If we’re to follow the logic taken for granted by the novels, then we must conclude that science is the devil’s tool. The team that originally awakened the sleeping virus in the first novel were a group of scientists, intent on curing diseases.

What they manifested instead results in a great purge of humanity, which the novel compares to the biblical flood in the time of Noah. This is problematic, because we don’t know why the earth deserves this second purification.

Whereas the biblical flood was God’s direct response to the wickedness of man, the viral surge in Cronin’s novels seems to be God’s arbitrary punishment for pursuing scientific research.

Caught off guard, not swept away

Remember the season finale of Lost, when you realized you had just finished watching the longest-ever religious metaphor unfold?
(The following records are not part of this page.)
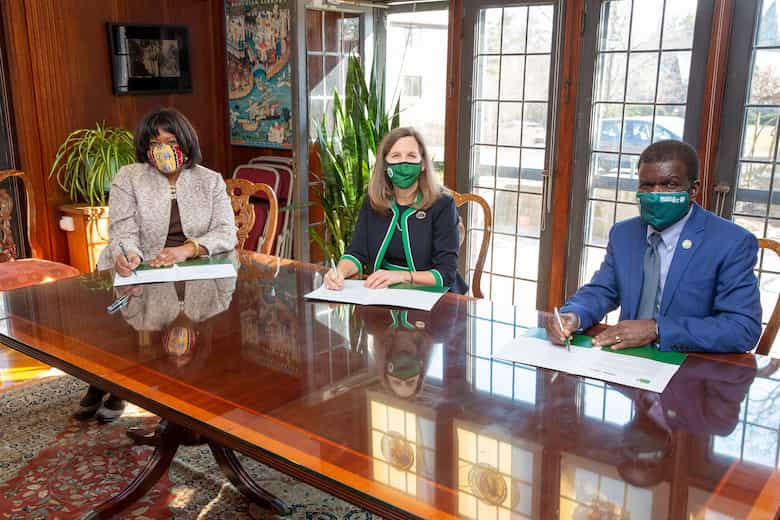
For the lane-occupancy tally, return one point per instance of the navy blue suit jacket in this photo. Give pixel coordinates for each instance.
(710, 301)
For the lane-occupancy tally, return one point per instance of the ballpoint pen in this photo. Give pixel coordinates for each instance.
(124, 253)
(567, 342)
(118, 304)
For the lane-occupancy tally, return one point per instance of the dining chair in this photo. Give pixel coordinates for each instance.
(487, 231)
(20, 272)
(770, 332)
(240, 191)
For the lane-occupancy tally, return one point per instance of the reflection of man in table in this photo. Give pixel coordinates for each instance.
(703, 398)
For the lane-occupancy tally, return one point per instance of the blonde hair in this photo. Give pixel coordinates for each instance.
(380, 189)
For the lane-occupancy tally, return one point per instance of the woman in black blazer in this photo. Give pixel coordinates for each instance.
(407, 230)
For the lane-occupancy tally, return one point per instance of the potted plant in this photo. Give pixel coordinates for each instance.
(84, 167)
(347, 156)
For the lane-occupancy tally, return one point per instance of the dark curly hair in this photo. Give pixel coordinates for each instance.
(169, 120)
(672, 150)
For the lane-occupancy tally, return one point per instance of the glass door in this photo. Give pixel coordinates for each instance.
(509, 63)
(748, 176)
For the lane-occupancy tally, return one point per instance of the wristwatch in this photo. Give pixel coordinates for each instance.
(195, 245)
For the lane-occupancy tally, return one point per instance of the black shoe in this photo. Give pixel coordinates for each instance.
(89, 404)
(111, 410)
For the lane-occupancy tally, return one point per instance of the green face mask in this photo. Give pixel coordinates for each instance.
(662, 209)
(404, 174)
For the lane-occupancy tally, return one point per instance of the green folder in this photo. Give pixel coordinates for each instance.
(204, 260)
(418, 287)
(647, 351)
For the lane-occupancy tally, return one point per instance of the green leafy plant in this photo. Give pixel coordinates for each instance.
(89, 158)
(347, 155)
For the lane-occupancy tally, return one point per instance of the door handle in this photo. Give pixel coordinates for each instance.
(721, 191)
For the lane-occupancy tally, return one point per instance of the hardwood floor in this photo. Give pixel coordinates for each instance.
(16, 368)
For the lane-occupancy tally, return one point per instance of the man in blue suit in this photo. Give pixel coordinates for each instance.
(682, 276)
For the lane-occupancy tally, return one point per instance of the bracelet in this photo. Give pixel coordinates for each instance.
(195, 245)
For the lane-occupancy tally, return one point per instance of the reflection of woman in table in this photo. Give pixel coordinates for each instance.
(402, 344)
(176, 315)
(164, 209)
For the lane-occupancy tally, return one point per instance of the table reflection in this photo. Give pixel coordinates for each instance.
(416, 402)
(175, 316)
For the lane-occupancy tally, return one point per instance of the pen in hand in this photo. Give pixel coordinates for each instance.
(124, 253)
(566, 340)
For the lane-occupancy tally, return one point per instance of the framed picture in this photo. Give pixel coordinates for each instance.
(149, 59)
(258, 72)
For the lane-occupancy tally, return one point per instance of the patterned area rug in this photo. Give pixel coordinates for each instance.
(54, 467)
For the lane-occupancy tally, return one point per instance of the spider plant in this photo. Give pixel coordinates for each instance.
(347, 155)
(89, 158)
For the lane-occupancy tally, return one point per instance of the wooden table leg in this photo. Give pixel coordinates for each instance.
(237, 475)
(170, 436)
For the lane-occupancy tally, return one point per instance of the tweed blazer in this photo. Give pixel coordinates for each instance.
(159, 304)
(140, 210)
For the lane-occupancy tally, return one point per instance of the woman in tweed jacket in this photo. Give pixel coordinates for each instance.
(163, 209)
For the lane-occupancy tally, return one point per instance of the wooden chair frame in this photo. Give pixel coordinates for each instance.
(770, 332)
(30, 215)
(460, 200)
(239, 191)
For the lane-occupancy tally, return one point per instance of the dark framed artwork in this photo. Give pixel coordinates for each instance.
(149, 59)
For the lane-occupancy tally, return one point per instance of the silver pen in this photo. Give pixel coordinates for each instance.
(567, 342)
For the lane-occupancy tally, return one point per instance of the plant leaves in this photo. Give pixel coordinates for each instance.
(88, 159)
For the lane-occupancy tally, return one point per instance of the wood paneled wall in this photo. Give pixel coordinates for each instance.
(60, 80)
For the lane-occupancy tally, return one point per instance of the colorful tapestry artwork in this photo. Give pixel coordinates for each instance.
(258, 71)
Remember feeling that you’d been taken for a ride?

The concluding book in the Passage series, The City of Mirrors, is due out in 2014, and while it’s unlikely to feature happy families of the post-viral future, building white picket fences and shopping for household appliances, it will probably come bearing “good news.”

Still, there’s hope for the thoughtful reader. The series could always be salvaged by a narrative that rounds out the heavy Christian influences to arrive at a more secular appeal.

Many successful science fiction authors have dreamed up ways in which tinkering with technology, genetics, and science could come back to wreak havoc and devastation against humanity. They just managed to compose without any proselytizing.